NARINDER SIṄGH, MAHĀRĀJĀ (1824-1862), born at Paṭiālā on 26 November 1824, succeeded his father, Mahārājā Karam Siṅgh, to the Paṭiālā throne on 18 January 1846. Narinder Siṅgh aided the British with supplies and carriage during the first Anglo-Sikh war and was rewarded with additional estates, especially from Nābhā territory. After the annexation of the Sikh State of Lahore to the British dominions in March 1849, the Paṭiālā ruler was generally acknowledged as a spokesman for the Sikh community. Mahārājā Narinder Siṅgh cemented his alliance with the British by his ready support of guns, carriage, loans and troops during the uprising of 1857. Once again he was rewarded with estates and with new titles and honours. He received the grant of Nārnaul division of the Jhajjar territory valued at 2,00,000 rupees. He was invested with the Order of the Star of India on 6 November 1861 and, in 1862, he was made a member of the Viceroy's Legislative Council.

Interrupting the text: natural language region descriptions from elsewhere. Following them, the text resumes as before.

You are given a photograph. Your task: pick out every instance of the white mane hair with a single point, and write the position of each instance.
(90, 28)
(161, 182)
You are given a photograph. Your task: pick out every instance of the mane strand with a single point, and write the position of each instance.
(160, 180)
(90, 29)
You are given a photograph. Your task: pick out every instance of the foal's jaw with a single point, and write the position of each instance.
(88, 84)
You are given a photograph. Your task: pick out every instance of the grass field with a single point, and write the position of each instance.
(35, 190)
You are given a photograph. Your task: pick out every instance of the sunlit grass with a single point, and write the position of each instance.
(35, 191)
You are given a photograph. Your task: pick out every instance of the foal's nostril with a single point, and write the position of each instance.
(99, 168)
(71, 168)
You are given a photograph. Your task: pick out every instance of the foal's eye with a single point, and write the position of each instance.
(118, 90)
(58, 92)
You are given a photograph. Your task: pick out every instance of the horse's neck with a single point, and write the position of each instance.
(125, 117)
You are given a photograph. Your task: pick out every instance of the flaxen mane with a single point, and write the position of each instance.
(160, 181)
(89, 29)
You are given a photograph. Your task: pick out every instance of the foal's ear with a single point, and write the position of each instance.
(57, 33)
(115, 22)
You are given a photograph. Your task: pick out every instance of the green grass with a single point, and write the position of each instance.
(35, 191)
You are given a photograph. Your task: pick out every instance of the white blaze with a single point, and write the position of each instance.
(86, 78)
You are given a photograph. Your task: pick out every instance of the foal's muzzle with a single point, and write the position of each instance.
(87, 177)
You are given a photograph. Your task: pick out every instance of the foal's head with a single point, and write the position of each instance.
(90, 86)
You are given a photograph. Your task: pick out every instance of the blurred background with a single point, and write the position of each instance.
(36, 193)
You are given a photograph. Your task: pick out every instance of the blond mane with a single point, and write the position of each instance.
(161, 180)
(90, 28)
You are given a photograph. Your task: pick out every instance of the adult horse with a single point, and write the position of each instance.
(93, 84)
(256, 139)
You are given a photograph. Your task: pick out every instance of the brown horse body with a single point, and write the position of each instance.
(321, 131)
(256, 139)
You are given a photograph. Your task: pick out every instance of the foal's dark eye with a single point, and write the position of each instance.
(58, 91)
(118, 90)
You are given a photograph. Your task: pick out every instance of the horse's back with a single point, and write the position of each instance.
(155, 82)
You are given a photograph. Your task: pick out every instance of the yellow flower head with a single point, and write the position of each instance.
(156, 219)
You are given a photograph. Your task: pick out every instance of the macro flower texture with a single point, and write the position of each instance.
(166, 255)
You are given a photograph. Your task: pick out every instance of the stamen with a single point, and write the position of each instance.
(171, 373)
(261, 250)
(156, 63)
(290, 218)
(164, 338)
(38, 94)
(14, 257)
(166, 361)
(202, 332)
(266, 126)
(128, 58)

Mahārājā Narinder Siṅgh was a great builder and also a patron of art and literature. He set up in 1861 a seat in Paṭiālā for Nirmalā Sikhs known as Dharam Dhujā. He also raised a gurdwārā out side of Motī-bāgh Palace commemorating Gurū Tegh Bahādur's visit.
Narinder Siṅgh died at Paṭiālā on 13 November 1862 after a short illness and was succeeded by his ten-year-old son, Mohinder Siṅgh.